Country-level population size effects:
- Germany, UK, France: Reference 2060 populations ≈ Germany 83M, UK 74M, France 72M. Under Europe+ (more Other Europe/Turkey origins), Germany rises to ~87M, widening its lead (~20M more than UK/France). Under SSA+, Germany ~82M, UK ~76M, France ~74M, narrowing inter-country gaps because SSA migrants are less likely to settle in Germany than in UK/France.
- Smaller/low-immigration countries: Europe+ substantially mitigates decline—e.g., reduces projected population loss by up to ~50% in Latvia, Czechia, and Croatia, and stabilizes Estonia—since migrants from “Other Europe” disproportionately choose these destinations.
Dependency ratios at country level:
- Despite sometimes sizable population size differences by scenario, ADR, LFDR, and PWLFDR in 2060 are very similar across scenarios in Germany, UK, France, and in traditionally low-immigration countries (e.g., Latvia, Czechia, Estonia, Croatia). PWLFDR—most sensitive to structural change—shows only moderate increases or near-stagnation across scenarios.

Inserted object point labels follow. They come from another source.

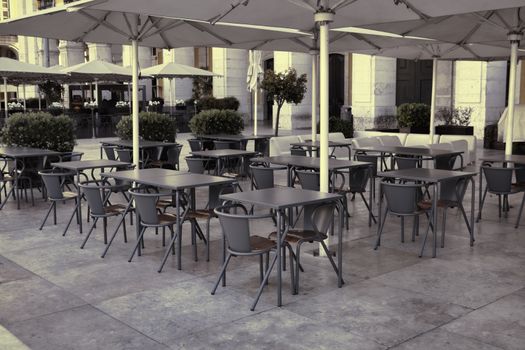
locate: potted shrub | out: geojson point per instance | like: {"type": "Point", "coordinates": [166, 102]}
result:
{"type": "Point", "coordinates": [152, 127]}
{"type": "Point", "coordinates": [414, 118]}
{"type": "Point", "coordinates": [456, 121]}
{"type": "Point", "coordinates": [216, 121]}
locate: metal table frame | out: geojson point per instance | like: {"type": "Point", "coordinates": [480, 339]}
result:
{"type": "Point", "coordinates": [281, 200]}
{"type": "Point", "coordinates": [433, 177]}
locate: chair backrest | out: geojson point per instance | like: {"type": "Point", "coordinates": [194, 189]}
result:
{"type": "Point", "coordinates": [401, 198]}
{"type": "Point", "coordinates": [406, 162]}
{"type": "Point", "coordinates": [499, 180]}
{"type": "Point", "coordinates": [222, 144]}
{"type": "Point", "coordinates": [236, 229]}
{"type": "Point", "coordinates": [322, 217]}
{"type": "Point", "coordinates": [110, 152]}
{"type": "Point", "coordinates": [369, 159]}
{"type": "Point", "coordinates": [520, 173]}
{"type": "Point", "coordinates": [195, 145]}
{"type": "Point", "coordinates": [124, 154]}
{"type": "Point", "coordinates": [53, 181]}
{"type": "Point", "coordinates": [146, 206]}
{"type": "Point", "coordinates": [196, 165]}
{"type": "Point", "coordinates": [358, 179]}
{"type": "Point", "coordinates": [309, 180]}
{"type": "Point", "coordinates": [262, 177]}
{"type": "Point", "coordinates": [94, 195]}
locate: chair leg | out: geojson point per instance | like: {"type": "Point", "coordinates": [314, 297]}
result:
{"type": "Point", "coordinates": [89, 232]}
{"type": "Point", "coordinates": [139, 240]}
{"type": "Point", "coordinates": [521, 210]}
{"type": "Point", "coordinates": [221, 273]}
{"type": "Point", "coordinates": [51, 206]}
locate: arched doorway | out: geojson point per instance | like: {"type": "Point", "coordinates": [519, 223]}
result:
{"type": "Point", "coordinates": [337, 84]}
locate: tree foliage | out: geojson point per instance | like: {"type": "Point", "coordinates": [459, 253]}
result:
{"type": "Point", "coordinates": [283, 87]}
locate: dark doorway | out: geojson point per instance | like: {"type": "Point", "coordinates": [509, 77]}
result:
{"type": "Point", "coordinates": [268, 107]}
{"type": "Point", "coordinates": [414, 81]}
{"type": "Point", "coordinates": [337, 84]}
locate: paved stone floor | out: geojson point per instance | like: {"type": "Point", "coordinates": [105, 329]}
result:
{"type": "Point", "coordinates": [55, 296]}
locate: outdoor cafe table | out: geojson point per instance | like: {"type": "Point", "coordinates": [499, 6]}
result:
{"type": "Point", "coordinates": [81, 165]}
{"type": "Point", "coordinates": [176, 182]}
{"type": "Point", "coordinates": [292, 162]}
{"type": "Point", "coordinates": [143, 144]}
{"type": "Point", "coordinates": [280, 200]}
{"type": "Point", "coordinates": [316, 145]}
{"type": "Point", "coordinates": [433, 177]}
{"type": "Point", "coordinates": [17, 154]}
{"type": "Point", "coordinates": [261, 141]}
{"type": "Point", "coordinates": [223, 154]}
{"type": "Point", "coordinates": [409, 151]}
{"type": "Point", "coordinates": [497, 158]}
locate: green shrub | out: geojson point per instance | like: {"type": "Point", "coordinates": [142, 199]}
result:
{"type": "Point", "coordinates": [413, 115]}
{"type": "Point", "coordinates": [340, 125]}
{"type": "Point", "coordinates": [215, 121]}
{"type": "Point", "coordinates": [39, 130]}
{"type": "Point", "coordinates": [152, 127]}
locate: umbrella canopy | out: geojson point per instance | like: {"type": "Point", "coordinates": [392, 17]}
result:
{"type": "Point", "coordinates": [175, 70]}
{"type": "Point", "coordinates": [97, 70]}
{"type": "Point", "coordinates": [499, 28]}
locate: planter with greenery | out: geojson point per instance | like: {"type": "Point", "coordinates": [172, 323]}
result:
{"type": "Point", "coordinates": [216, 121]}
{"type": "Point", "coordinates": [414, 118]}
{"type": "Point", "coordinates": [456, 121]}
{"type": "Point", "coordinates": [39, 130]}
{"type": "Point", "coordinates": [152, 127]}
{"type": "Point", "coordinates": [283, 88]}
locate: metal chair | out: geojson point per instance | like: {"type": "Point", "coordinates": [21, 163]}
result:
{"type": "Point", "coordinates": [238, 241]}
{"type": "Point", "coordinates": [54, 183]}
{"type": "Point", "coordinates": [402, 201]}
{"type": "Point", "coordinates": [499, 182]}
{"type": "Point", "coordinates": [97, 196]}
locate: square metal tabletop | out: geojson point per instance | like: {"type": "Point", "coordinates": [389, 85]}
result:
{"type": "Point", "coordinates": [177, 181]}
{"type": "Point", "coordinates": [142, 143]}
{"type": "Point", "coordinates": [411, 151]}
{"type": "Point", "coordinates": [24, 152]}
{"type": "Point", "coordinates": [222, 153]}
{"type": "Point", "coordinates": [426, 175]}
{"type": "Point", "coordinates": [311, 162]}
{"type": "Point", "coordinates": [502, 158]}
{"type": "Point", "coordinates": [281, 198]}
{"type": "Point", "coordinates": [80, 165]}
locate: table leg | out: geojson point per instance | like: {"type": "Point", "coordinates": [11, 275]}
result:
{"type": "Point", "coordinates": [278, 256]}
{"type": "Point", "coordinates": [434, 218]}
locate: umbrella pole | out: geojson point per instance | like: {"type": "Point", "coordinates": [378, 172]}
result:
{"type": "Point", "coordinates": [314, 96]}
{"type": "Point", "coordinates": [5, 99]}
{"type": "Point", "coordinates": [135, 101]}
{"type": "Point", "coordinates": [324, 18]}
{"type": "Point", "coordinates": [433, 100]}
{"type": "Point", "coordinates": [514, 43]}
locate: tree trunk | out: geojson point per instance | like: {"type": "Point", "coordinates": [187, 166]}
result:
{"type": "Point", "coordinates": [277, 120]}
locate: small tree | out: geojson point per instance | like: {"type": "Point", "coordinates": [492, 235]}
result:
{"type": "Point", "coordinates": [283, 87]}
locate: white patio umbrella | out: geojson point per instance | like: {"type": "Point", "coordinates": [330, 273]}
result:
{"type": "Point", "coordinates": [442, 51]}
{"type": "Point", "coordinates": [172, 70]}
{"type": "Point", "coordinates": [121, 27]}
{"type": "Point", "coordinates": [303, 15]}
{"type": "Point", "coordinates": [500, 28]}
{"type": "Point", "coordinates": [21, 73]}
{"type": "Point", "coordinates": [253, 76]}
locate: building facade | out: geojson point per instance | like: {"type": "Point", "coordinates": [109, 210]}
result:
{"type": "Point", "coordinates": [373, 86]}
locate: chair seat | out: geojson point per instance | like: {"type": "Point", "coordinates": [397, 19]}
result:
{"type": "Point", "coordinates": [295, 236]}
{"type": "Point", "coordinates": [258, 243]}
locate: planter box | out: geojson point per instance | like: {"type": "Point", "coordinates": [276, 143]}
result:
{"type": "Point", "coordinates": [454, 130]}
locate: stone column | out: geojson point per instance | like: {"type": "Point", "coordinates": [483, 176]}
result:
{"type": "Point", "coordinates": [295, 116]}
{"type": "Point", "coordinates": [373, 89]}
{"type": "Point", "coordinates": [232, 65]}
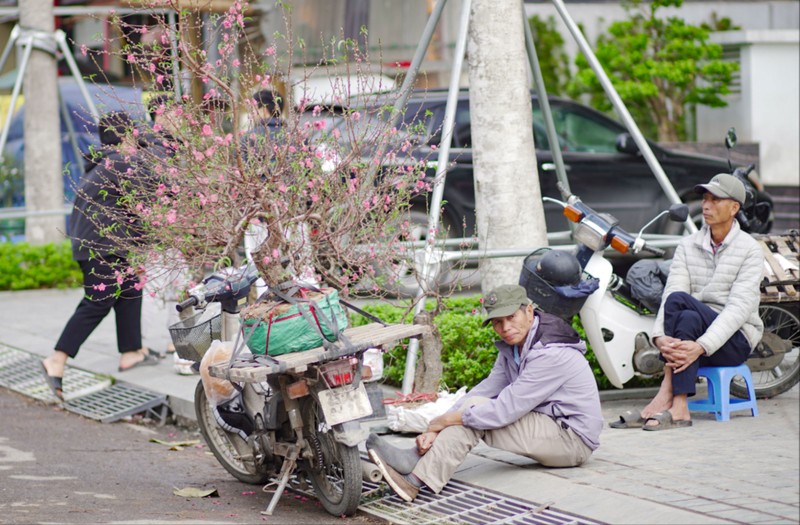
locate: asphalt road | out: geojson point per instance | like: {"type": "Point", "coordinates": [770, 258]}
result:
{"type": "Point", "coordinates": [58, 467]}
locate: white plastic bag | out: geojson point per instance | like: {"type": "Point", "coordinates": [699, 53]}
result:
{"type": "Point", "coordinates": [415, 420]}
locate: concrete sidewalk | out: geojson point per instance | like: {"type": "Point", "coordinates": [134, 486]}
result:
{"type": "Point", "coordinates": [746, 470]}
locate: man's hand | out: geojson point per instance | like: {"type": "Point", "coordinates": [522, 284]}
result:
{"type": "Point", "coordinates": [682, 354]}
{"type": "Point", "coordinates": [439, 423]}
{"type": "Point", "coordinates": [425, 442]}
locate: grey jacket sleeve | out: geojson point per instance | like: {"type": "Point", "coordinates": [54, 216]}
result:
{"type": "Point", "coordinates": [543, 374]}
{"type": "Point", "coordinates": [489, 387]}
{"type": "Point", "coordinates": [743, 299]}
{"type": "Point", "coordinates": [677, 281]}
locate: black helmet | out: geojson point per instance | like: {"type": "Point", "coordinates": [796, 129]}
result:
{"type": "Point", "coordinates": [559, 268]}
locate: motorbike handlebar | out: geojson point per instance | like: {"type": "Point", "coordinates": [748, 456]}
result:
{"type": "Point", "coordinates": [655, 251]}
{"type": "Point", "coordinates": [183, 305]}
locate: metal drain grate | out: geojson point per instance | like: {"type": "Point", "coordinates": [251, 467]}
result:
{"type": "Point", "coordinates": [90, 395]}
{"type": "Point", "coordinates": [21, 371]}
{"type": "Point", "coordinates": [461, 503]}
{"type": "Point", "coordinates": [118, 401]}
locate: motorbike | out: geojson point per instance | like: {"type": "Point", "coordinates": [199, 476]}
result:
{"type": "Point", "coordinates": [267, 419]}
{"type": "Point", "coordinates": [618, 325]}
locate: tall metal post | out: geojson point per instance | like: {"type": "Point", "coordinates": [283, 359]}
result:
{"type": "Point", "coordinates": [622, 111]}
{"type": "Point", "coordinates": [429, 262]}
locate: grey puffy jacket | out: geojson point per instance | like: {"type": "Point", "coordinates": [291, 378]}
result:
{"type": "Point", "coordinates": [728, 282]}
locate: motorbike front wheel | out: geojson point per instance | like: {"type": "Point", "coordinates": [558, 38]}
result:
{"type": "Point", "coordinates": [335, 471]}
{"type": "Point", "coordinates": [229, 448]}
{"type": "Point", "coordinates": [778, 368]}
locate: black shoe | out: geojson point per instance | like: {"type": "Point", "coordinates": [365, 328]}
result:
{"type": "Point", "coordinates": [403, 486]}
{"type": "Point", "coordinates": [402, 460]}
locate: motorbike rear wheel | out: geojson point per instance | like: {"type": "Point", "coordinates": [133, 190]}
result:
{"type": "Point", "coordinates": [335, 472]}
{"type": "Point", "coordinates": [776, 372]}
{"type": "Point", "coordinates": [229, 448]}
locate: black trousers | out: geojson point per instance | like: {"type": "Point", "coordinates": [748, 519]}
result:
{"type": "Point", "coordinates": [687, 319]}
{"type": "Point", "coordinates": [105, 289]}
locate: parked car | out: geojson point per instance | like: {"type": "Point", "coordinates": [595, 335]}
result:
{"type": "Point", "coordinates": [81, 134]}
{"type": "Point", "coordinates": [602, 163]}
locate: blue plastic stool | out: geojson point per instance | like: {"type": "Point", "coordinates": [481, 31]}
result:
{"type": "Point", "coordinates": [719, 398]}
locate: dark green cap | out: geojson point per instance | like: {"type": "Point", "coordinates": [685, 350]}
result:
{"type": "Point", "coordinates": [504, 301]}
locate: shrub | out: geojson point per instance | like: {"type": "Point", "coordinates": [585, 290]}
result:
{"type": "Point", "coordinates": [26, 267]}
{"type": "Point", "coordinates": [468, 350]}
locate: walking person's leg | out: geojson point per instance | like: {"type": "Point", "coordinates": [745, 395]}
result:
{"type": "Point", "coordinates": [92, 309]}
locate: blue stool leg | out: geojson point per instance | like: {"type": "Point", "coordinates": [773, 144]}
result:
{"type": "Point", "coordinates": [724, 413]}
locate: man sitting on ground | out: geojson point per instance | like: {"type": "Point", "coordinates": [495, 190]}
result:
{"type": "Point", "coordinates": [540, 401]}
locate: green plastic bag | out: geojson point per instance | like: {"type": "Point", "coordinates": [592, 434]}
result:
{"type": "Point", "coordinates": [288, 331]}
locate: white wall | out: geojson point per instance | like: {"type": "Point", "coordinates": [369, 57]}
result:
{"type": "Point", "coordinates": [767, 110]}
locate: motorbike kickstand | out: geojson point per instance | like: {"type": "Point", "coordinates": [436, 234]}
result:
{"type": "Point", "coordinates": [289, 464]}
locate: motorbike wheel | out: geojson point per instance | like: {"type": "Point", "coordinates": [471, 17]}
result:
{"type": "Point", "coordinates": [779, 372]}
{"type": "Point", "coordinates": [228, 448]}
{"type": "Point", "coordinates": [335, 472]}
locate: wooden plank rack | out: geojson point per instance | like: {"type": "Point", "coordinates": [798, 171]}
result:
{"type": "Point", "coordinates": [256, 368]}
{"type": "Point", "coordinates": [782, 279]}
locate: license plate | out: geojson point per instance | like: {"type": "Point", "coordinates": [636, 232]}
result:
{"type": "Point", "coordinates": [344, 404]}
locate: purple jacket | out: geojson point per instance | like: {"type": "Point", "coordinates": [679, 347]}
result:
{"type": "Point", "coordinates": [553, 377]}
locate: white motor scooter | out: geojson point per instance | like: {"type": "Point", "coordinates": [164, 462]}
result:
{"type": "Point", "coordinates": [618, 326]}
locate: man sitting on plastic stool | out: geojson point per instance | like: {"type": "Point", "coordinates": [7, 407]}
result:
{"type": "Point", "coordinates": [709, 311]}
{"type": "Point", "coordinates": [540, 401]}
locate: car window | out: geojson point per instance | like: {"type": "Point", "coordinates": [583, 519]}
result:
{"type": "Point", "coordinates": [581, 130]}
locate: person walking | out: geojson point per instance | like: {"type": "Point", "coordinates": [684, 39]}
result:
{"type": "Point", "coordinates": [108, 281]}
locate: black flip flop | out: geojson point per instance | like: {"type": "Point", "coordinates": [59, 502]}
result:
{"type": "Point", "coordinates": [56, 384]}
{"type": "Point", "coordinates": [149, 360]}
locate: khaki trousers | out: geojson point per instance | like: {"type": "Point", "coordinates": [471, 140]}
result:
{"type": "Point", "coordinates": [534, 435]}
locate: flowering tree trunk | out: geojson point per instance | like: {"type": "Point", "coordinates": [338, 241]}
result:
{"type": "Point", "coordinates": [508, 198]}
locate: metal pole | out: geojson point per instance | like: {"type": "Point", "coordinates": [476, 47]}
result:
{"type": "Point", "coordinates": [61, 39]}
{"type": "Point", "coordinates": [173, 43]}
{"type": "Point", "coordinates": [544, 103]}
{"type": "Point", "coordinates": [438, 188]}
{"type": "Point", "coordinates": [622, 111]}
{"type": "Point", "coordinates": [28, 47]}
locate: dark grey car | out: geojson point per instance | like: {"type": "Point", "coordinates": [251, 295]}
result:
{"type": "Point", "coordinates": [603, 166]}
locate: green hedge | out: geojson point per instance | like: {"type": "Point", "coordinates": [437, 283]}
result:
{"type": "Point", "coordinates": [26, 267]}
{"type": "Point", "coordinates": [468, 350]}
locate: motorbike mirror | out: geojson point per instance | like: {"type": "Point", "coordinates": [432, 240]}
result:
{"type": "Point", "coordinates": [626, 144]}
{"type": "Point", "coordinates": [730, 138]}
{"type": "Point", "coordinates": [678, 212]}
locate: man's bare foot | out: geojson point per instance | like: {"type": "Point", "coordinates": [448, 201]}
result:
{"type": "Point", "coordinates": [130, 359]}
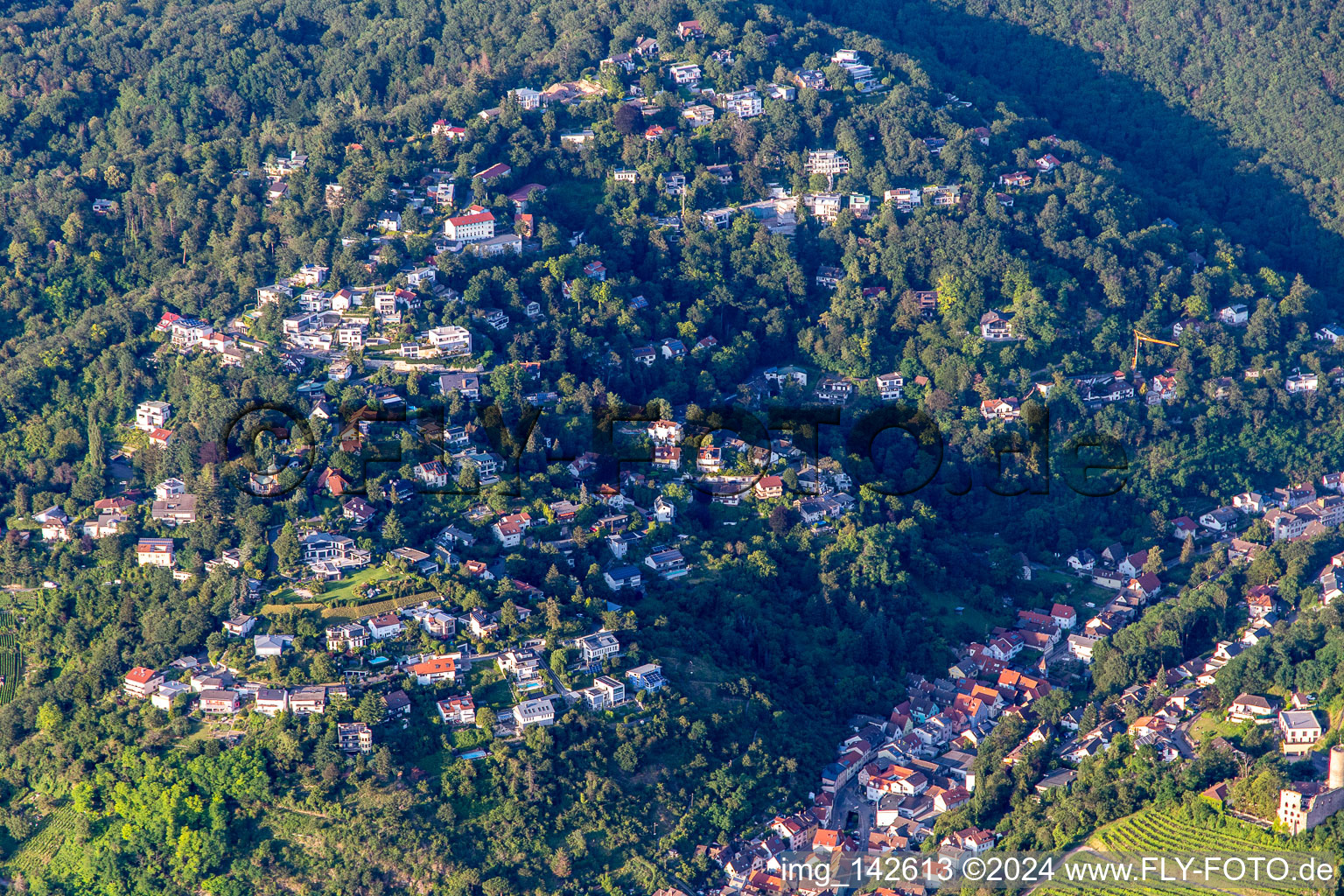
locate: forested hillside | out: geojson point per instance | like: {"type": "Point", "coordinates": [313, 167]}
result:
{"type": "Point", "coordinates": [137, 153]}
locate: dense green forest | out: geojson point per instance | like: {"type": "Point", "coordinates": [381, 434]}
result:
{"type": "Point", "coordinates": [170, 109]}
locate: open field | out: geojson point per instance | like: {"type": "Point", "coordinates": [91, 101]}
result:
{"type": "Point", "coordinates": [1153, 832]}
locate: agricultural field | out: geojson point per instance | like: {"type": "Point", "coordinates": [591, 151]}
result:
{"type": "Point", "coordinates": [1153, 832]}
{"type": "Point", "coordinates": [391, 605]}
{"type": "Point", "coordinates": [42, 846]}
{"type": "Point", "coordinates": [11, 662]}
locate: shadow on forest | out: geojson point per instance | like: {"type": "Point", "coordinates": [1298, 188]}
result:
{"type": "Point", "coordinates": [1186, 164]}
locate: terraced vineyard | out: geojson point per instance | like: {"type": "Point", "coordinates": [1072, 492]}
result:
{"type": "Point", "coordinates": [391, 605]}
{"type": "Point", "coordinates": [1153, 832]}
{"type": "Point", "coordinates": [11, 662]}
{"type": "Point", "coordinates": [42, 846]}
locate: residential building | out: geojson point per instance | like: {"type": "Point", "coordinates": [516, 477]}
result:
{"type": "Point", "coordinates": [605, 693]}
{"type": "Point", "coordinates": [534, 712]}
{"type": "Point", "coordinates": [825, 161]}
{"type": "Point", "coordinates": [142, 682]}
{"type": "Point", "coordinates": [165, 693]}
{"type": "Point", "coordinates": [433, 670]}
{"type": "Point", "coordinates": [272, 702]}
{"type": "Point", "coordinates": [668, 564]}
{"type": "Point", "coordinates": [354, 737]}
{"type": "Point", "coordinates": [308, 700]}
{"type": "Point", "coordinates": [686, 74]}
{"type": "Point", "coordinates": [744, 103]}
{"type": "Point", "coordinates": [347, 635]}
{"type": "Point", "coordinates": [472, 228]}
{"type": "Point", "coordinates": [647, 677]}
{"type": "Point", "coordinates": [220, 702]}
{"type": "Point", "coordinates": [622, 577]}
{"type": "Point", "coordinates": [152, 416]}
{"type": "Point", "coordinates": [155, 552]}
{"type": "Point", "coordinates": [385, 626]}
{"type": "Point", "coordinates": [458, 710]}
{"type": "Point", "coordinates": [598, 647]}
{"type": "Point", "coordinates": [1300, 730]}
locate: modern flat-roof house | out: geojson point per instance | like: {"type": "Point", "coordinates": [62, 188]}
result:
{"type": "Point", "coordinates": [598, 647]}
{"type": "Point", "coordinates": [220, 703]}
{"type": "Point", "coordinates": [155, 552]}
{"type": "Point", "coordinates": [647, 677]}
{"type": "Point", "coordinates": [354, 737]}
{"type": "Point", "coordinates": [622, 577]}
{"type": "Point", "coordinates": [534, 712]}
{"type": "Point", "coordinates": [605, 693]}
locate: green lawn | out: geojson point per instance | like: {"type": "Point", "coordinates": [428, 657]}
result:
{"type": "Point", "coordinates": [348, 590]}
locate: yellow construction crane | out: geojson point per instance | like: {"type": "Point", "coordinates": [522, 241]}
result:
{"type": "Point", "coordinates": [1145, 338]}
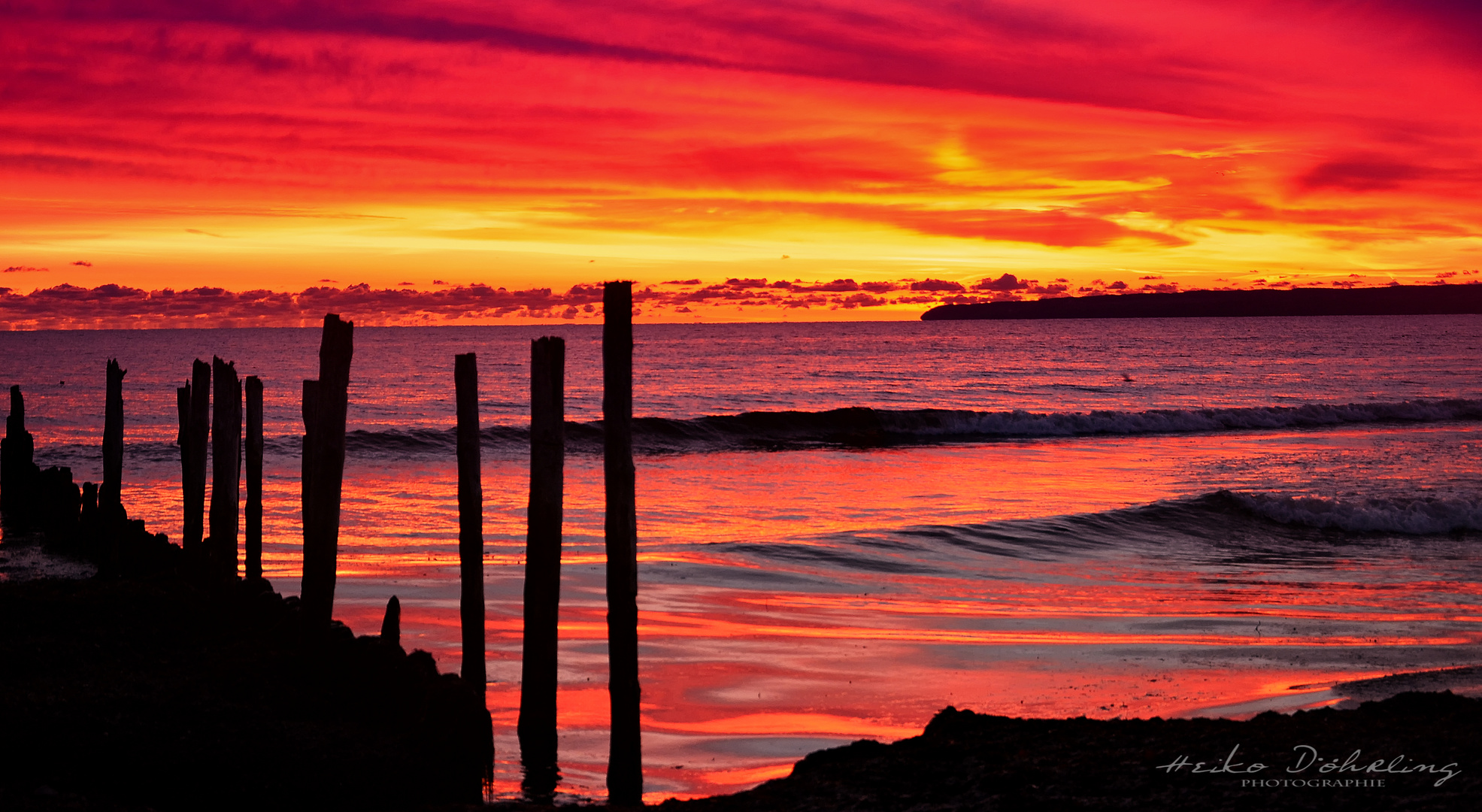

Overall conclusion from results: Even large, systematic shifts in immigrants’ origin composition have minor impacts on ageing and labor-force-based dependency ratios; effects on population size are more about spatial redistribution across countries rather than changes in age or economic dependency structures.
Discussion
The limited impact of origin shifts on dependency ratios arises from several mechanisms. First, immigrants’ age advantage and higher initial fertility (for some origins) diminish over time due to ageing and convergence toward native fertility; arrivals in childhood show rapid assimilation in fertility behavior. Second, origin-specific labor market integration differences narrow with duration of stay, especially for men; groups with lower participation never reach a share large enough to substantially depress national participation rates. Third, educational attainment differences by origin affect LFDR and PWLFDR in opposite directions: higher inflows can modestly improve age structure but may slightly reduce average productivity-weighted labor supply if arriving groups are less educated, largely offsetting gains. The findings align with broader evidence that migration has limited impact on aggregate age structures and macroeconomic indicators such as wages and GDP per capita. Policy implications include that the education and labor market integration of immigrants matter more for productivity-weighted dependency than origin composition per se. Removing administrative barriers to labor market access and improving integration policies, especially for women and groups facing structural obstacles, can enhance outcomes. While origin shifts have modest demographic-economic effects, they can meaningfully alter the spatial distribution of population across European countries, with implications for planning and regional policy.
Conclusion
This study is the first to explicitly integrate place of birth as a source of heterogeneity in European population and labor force microsimulations to test sensitivity of outcomes to major shifts in immigrants’ regions of origin. Across scenarios to 2060, origin shifts modestly affect population size at the European level and can reallocate population across countries, but they only marginally influence age structure and leave LFDR and PWLFDR largely unchanged. The main contribution is demonstrating that composition by origin, holding total inflows constant, does not materially alter Europe’s projected ageing or labor-force-based dependency. Future research should: (i) explore scenarios varying immigrants’ educational and skill composition and integration trajectories, (ii) assess policy changes that affect labor market access of newcomer groups, (iii) incorporate uncertainty in destination matrices and network evolution, and (iv) extend analysis to persistent characteristics (e.g., language, religion, ethnicity) and subnational spatial dynamics.
Limitations
Key limitations include: (1) Strong uncertainty around future migration volumes and origin–destination patterns; destination matrix held constant to reflect network persistence, potentially understating future shifts. (2) Assumption of stable immigrant characteristics and integration dynamics over time; real-world policies and economic conditions may alter participation and educational profiles. (3) Data constraints limited origin disaggregation to eight broad regions for non-modeled countries/regions. (4) Focus on selected demographic-economic outcomes (population size, ADR, LFDR, PWLFDR); other persistent dimensions (e.g., language, religion, ethnicity) and subnational heterogeneity are not modeled here. (5) Small between-scenario differences could be eclipsed by plausible changes in other components (fertility, mortality, total immigration levels).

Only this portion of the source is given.